Although the smell is most noticeable from Las Vegas Boulevard to Third Street, a broader zone of the drainpipes bounded by Main Street, Bridger Avenue, Las Vegas Boulevard and Stewart Avenue will be searched, Kajkowski said.
The search is widespread because "the pipes underground connect for several blocks and the odor travels up the pipes and comes out where it (the storm drain) comes up," Kajkowski said.
The original stench now is partially masked by the industrial fragrances that city workers have long used to quell its potency, Kajkowski said.
"We also have done cleaning and flushing of the system with deodorizing chemicals, but it has remained a persistent propblem," Kajkowski said. "The cost has been mostly in a lot of man hours."
The city chose Brown and Caldwell because it has the sophisticated television equipment needed for such a search and because the firm specializes in renovating sewers and storm drains, Kajkowski said.
Kajkowski said the odor has been a persistent and unpredictable problem, getting stronger at times and fading out at other times. The smell occurs year-round and the heat of summer, cold of winter and other weather factors do not seem to play a role in strengthening or weakening the stink.
The proposed contract with Brown and Caldwell is on the council's consent agenda -- a large group of items considered routine and passed by a single vote with no discussion unless a council member brings it forward for discussion.

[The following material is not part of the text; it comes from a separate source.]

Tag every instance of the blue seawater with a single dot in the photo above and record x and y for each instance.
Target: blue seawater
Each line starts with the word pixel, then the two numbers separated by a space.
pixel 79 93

The contract reads in part that "the goal of the assessment is to identify the source(s) of an ongoing odor condition that may be emanating from the storm drains. The assessment will identify structural and operation features of the pipelines that may be the sources of the odor conditions."
The small, closed-circuit camera would search more that 8,500 linear feet of main line storm drainpipes and nearly 3,000 feet of lateral storm drainpipes to the drain inlets, the contract says.
If the contract is approved, a final report on the source of the odor would be due Feb. 1, according to a proposed timetable accompanying the agreement.